Bloomberg Barclays Emerging Markets USD Aggregate – The index is a flagship hard currency Emerging Markets debt benchmark that includes fixed and floating-rate U.S dollar-denominated debt issued from sovereign, quasi-sovereign, and corporate EM issuers. Country eligibility and classification as Emerging Markets is rules-based and reviewed annually using World Bank income group and International Monetary Fund (IMF) country classification.
Bloomberg Barclays Global Aggregate – An index of global investme.nt grade debt from twenty-four local currency markets including treasury, government-related, corporate and securitized fixed-rate bonds from both developed and emerging markets issuers. The index also includes Eurodollar, Euro-Yen, and 144A index-eligible securities, and debt from five local currency markets.
Bloomberg Barclays Global Aggregate ex USD – The index is a flagship hard currency Emerging Markets debt benchmark that includes fixed and floating-rate U.S. dollar-denominated debt issued from sovereign, quasi-sovereign, and corporate EM issuers. Country eligibility and classification as Emerging Markets is rules-based and reviewed annually using World Bank income group and International Monetary Fund (IMF) country classification.
Bloomberg Sub Gold- measures the price of gold futures contracts, reflecting the return of underlying commodity futures contract price movements quoted in USD.
Bloomberg Barclays U.S. Aggregate- measures the performance of USD-denominated, investment-grade, fixed-rate taxable bond market of SEC-registered securities. The index includes Treasury bonds, Government-related corporate, MBS (agency fixed-rate and hybrid ARM pass-throughs), ABS and CMBS sectors.
Bloomberg Barclays U.S. Corporate High Yield – The index measures the market of USD-denominated, non-investment grade, fixed- rate, taxable corporate bonds. Securities are classified as high yield if the middle rating of Moody’s, Fitch, and S&P is Ba1/BB+/BB+ or below. The index excludes emerging market debt.
Bloomberg Barclays U.S. Treasury Long – The index measures the performance of long-term government bonds issued by the U.S. Treasury. It includes all publicly issued, U.S. Treasury securities that have a remaining maturity of 10 or more years, are non-convertible, are denominated in U.S. dollars, are rated investment grade, are fixed rate, and have $250 million or more of outstanding face value.
FTSE U.S. NARIET all Equity REITs – measures the performance of publicly traded U.S. real estate securities, such as real estate investment trusts (REITS) and real estate operating companies.
MSCI ACWI – A free float-adjusted capitalization weighted index that is designed to measure the equity performance of countries considered to represent both developed and emerging markets.
MSCI EAFE – A free float-adjusted market capitalization weighted index that is designed to measure the equity market performance of countries considered to represent developed markets, excluding the U.S. and Canada.

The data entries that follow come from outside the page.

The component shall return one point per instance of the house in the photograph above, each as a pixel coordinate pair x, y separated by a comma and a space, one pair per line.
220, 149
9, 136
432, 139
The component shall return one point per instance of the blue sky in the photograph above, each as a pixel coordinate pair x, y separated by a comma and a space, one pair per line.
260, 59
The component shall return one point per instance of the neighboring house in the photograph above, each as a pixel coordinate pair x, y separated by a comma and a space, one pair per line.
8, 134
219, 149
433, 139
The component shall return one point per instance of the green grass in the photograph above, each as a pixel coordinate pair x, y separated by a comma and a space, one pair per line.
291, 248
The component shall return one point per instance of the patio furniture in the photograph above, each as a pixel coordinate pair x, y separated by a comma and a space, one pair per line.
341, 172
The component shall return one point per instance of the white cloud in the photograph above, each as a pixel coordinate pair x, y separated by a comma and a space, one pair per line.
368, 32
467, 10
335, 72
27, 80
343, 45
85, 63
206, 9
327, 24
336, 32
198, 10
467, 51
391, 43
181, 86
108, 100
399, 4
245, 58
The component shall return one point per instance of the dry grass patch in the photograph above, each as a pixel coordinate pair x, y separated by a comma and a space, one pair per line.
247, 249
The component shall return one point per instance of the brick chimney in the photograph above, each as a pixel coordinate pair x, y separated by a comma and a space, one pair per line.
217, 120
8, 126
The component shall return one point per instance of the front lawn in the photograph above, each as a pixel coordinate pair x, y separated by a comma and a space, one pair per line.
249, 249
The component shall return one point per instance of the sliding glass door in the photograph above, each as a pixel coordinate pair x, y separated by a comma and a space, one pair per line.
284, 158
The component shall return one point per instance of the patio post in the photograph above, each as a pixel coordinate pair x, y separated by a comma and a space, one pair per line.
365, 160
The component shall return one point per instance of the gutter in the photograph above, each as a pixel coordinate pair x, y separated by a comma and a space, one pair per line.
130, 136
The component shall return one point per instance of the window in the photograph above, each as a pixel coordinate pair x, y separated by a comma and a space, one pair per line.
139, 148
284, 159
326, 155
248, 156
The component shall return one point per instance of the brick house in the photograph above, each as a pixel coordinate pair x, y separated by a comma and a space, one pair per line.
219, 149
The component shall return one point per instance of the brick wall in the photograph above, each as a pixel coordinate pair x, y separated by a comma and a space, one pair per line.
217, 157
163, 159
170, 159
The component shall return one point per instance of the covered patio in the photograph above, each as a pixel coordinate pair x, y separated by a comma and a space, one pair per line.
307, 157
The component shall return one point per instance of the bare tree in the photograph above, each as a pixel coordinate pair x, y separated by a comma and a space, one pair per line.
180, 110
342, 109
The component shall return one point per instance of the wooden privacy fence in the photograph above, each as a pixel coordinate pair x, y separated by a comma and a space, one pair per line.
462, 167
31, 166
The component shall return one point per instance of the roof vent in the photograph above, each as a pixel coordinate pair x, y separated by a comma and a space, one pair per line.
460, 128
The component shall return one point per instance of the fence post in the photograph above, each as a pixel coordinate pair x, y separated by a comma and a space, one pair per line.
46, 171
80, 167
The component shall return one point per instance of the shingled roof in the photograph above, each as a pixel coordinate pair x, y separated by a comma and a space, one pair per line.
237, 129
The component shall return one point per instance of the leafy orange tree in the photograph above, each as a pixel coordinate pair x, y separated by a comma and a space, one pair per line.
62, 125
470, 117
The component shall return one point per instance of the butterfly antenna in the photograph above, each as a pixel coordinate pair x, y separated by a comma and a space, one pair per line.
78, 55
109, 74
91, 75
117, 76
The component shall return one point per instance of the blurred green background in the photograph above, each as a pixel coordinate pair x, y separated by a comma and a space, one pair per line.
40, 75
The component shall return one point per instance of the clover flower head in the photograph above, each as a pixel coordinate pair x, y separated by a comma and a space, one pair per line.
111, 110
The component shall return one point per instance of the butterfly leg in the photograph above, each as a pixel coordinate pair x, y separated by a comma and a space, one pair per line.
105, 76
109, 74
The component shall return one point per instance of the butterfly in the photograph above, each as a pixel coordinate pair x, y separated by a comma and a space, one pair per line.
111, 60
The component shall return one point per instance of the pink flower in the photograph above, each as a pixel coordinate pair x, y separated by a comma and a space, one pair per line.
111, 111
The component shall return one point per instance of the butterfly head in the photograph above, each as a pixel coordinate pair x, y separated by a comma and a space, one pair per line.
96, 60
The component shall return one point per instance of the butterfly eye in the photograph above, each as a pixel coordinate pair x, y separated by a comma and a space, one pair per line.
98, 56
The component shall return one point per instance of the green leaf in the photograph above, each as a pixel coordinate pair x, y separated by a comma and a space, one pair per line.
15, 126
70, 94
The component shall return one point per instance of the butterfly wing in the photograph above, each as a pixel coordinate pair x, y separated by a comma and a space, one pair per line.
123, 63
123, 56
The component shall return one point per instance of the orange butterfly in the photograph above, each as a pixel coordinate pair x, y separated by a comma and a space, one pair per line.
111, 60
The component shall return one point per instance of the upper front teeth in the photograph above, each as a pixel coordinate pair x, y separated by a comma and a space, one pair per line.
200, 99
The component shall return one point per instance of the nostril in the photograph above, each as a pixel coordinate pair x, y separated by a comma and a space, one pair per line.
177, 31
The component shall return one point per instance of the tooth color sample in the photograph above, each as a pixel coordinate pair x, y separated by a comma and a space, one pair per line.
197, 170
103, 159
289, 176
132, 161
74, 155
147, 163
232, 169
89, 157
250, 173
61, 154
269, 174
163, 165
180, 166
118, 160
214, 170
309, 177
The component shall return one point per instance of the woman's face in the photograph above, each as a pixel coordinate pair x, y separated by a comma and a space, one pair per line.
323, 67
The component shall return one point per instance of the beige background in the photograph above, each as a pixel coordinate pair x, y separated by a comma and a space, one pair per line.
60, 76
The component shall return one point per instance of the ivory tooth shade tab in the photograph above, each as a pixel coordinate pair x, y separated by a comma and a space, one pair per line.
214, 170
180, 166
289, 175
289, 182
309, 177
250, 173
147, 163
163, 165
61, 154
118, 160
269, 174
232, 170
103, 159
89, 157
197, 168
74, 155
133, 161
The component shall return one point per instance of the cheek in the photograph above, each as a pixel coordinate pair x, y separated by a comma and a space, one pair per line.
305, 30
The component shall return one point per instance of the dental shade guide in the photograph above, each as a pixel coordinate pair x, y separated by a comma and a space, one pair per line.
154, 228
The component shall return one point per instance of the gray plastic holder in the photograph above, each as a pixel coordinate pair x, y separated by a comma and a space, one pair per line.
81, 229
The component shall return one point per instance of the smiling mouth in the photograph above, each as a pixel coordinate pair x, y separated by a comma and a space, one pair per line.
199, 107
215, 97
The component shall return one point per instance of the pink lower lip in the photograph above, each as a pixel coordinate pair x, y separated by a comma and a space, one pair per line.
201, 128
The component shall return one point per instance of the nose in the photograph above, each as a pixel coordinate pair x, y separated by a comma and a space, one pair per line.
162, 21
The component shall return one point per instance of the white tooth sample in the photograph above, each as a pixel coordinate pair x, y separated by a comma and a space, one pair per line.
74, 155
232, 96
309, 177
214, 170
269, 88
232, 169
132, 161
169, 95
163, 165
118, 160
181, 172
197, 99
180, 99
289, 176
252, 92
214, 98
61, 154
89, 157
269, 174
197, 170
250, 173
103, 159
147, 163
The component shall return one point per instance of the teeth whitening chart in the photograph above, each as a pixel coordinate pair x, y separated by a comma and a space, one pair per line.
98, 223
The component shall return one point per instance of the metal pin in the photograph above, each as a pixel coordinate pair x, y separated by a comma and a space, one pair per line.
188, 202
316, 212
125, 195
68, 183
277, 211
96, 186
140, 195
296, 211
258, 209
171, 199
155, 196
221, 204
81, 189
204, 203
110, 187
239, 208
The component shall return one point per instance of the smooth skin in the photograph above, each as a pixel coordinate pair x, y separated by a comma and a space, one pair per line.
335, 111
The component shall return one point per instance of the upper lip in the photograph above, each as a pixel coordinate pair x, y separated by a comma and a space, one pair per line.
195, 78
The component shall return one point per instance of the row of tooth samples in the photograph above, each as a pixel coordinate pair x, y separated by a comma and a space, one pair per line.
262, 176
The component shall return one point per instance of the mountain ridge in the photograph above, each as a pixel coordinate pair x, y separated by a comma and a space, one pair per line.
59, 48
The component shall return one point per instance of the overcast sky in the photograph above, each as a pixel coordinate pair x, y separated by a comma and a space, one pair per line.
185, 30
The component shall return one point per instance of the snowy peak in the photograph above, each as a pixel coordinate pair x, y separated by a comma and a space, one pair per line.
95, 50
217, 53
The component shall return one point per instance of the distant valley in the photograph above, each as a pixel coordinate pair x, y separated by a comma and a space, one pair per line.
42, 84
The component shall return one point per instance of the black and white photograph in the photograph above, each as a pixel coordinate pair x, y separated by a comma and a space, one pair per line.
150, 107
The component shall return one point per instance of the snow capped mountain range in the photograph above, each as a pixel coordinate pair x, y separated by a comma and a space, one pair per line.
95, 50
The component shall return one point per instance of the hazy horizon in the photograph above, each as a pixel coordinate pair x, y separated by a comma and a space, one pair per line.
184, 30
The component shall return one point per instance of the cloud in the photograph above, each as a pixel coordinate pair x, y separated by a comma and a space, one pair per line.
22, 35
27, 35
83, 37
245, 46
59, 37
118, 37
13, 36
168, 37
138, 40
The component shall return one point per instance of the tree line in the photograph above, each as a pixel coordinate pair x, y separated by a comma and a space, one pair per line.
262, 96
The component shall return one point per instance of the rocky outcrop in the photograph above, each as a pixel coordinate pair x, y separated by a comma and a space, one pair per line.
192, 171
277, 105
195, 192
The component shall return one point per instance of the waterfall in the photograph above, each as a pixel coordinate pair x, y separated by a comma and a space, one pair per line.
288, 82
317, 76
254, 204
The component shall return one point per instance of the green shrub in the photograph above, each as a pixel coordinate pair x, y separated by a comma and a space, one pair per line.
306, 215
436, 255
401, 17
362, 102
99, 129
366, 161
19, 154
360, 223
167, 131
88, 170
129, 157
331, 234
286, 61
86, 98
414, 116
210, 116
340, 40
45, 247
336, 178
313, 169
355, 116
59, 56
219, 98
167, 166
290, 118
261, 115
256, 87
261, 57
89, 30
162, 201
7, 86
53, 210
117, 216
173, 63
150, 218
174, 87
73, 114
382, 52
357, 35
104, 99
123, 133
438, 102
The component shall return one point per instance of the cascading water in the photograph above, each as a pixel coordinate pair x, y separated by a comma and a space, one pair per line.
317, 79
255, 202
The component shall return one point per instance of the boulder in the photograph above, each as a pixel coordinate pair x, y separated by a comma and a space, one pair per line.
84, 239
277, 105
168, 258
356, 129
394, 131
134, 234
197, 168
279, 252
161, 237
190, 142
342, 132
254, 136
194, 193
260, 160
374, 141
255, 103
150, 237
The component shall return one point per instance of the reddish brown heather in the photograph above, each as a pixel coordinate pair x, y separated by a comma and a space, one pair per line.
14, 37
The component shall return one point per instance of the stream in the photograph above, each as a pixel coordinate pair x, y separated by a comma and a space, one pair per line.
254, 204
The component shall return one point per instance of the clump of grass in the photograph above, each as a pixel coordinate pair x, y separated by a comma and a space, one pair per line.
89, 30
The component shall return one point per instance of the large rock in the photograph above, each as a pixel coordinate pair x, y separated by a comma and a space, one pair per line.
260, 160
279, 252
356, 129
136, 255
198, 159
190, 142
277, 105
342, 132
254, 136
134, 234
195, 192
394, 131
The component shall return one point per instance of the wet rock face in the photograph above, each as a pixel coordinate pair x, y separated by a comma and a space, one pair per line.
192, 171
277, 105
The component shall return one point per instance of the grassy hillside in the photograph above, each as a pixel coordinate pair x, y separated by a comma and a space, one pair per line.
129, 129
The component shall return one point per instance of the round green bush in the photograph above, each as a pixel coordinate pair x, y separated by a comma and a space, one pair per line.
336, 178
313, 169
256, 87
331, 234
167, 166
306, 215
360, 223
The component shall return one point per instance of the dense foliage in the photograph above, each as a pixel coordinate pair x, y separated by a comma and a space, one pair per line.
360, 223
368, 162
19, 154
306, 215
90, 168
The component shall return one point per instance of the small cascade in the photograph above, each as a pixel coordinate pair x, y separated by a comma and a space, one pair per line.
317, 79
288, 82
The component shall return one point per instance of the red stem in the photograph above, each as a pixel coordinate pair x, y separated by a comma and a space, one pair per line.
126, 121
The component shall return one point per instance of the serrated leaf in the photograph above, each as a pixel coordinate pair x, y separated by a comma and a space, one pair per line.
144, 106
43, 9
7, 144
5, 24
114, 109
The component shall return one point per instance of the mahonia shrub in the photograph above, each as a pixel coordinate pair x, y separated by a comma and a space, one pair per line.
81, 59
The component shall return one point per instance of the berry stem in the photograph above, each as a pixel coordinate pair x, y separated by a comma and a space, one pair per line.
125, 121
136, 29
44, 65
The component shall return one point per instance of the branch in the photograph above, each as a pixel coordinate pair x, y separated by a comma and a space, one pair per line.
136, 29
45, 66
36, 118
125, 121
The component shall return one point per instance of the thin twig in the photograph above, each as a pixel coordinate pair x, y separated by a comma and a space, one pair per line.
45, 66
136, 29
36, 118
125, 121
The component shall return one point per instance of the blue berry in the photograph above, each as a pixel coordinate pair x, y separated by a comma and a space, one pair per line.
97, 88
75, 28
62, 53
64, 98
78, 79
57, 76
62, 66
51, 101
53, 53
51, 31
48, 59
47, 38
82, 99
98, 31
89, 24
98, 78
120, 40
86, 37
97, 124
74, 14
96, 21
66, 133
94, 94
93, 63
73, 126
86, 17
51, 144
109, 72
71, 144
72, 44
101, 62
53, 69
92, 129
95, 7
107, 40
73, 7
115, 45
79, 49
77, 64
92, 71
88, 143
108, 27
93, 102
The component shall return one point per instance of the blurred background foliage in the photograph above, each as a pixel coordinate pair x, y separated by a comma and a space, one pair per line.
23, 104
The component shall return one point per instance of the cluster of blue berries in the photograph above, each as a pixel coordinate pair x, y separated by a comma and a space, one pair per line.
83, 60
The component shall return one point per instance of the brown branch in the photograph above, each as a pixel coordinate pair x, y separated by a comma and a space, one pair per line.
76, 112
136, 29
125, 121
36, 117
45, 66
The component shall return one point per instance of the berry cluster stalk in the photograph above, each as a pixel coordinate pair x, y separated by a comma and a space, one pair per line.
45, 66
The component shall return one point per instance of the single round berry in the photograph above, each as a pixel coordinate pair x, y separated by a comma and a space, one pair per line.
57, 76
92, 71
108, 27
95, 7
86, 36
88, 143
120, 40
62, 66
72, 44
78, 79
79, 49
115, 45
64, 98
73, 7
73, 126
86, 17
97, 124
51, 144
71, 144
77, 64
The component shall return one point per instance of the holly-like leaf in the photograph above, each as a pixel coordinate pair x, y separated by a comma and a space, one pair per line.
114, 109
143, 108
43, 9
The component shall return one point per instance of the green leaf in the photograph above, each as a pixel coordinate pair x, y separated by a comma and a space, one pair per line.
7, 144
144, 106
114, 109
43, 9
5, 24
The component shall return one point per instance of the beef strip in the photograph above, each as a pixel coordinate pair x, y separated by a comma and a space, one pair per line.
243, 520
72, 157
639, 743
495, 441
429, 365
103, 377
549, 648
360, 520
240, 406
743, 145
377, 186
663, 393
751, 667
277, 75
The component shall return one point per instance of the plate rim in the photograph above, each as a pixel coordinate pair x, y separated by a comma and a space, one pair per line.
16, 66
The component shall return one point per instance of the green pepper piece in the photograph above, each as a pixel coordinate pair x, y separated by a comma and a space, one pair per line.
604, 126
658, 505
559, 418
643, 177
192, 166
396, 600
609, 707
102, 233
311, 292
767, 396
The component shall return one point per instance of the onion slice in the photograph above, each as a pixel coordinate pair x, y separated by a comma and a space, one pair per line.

MSCI Emerging Markets – A free float-adjusted, market capitalization index that is designed to measure the equity market performance of countries considered to represent emerging markets.
S&P 500 – An unmanaged index that is generally considered representative of the U.S. equity market, consisting of 500 leading companies in leading industries of the U.S. economy (typically large-cap companies) representing approximately 75% of the investable U.S. equity market.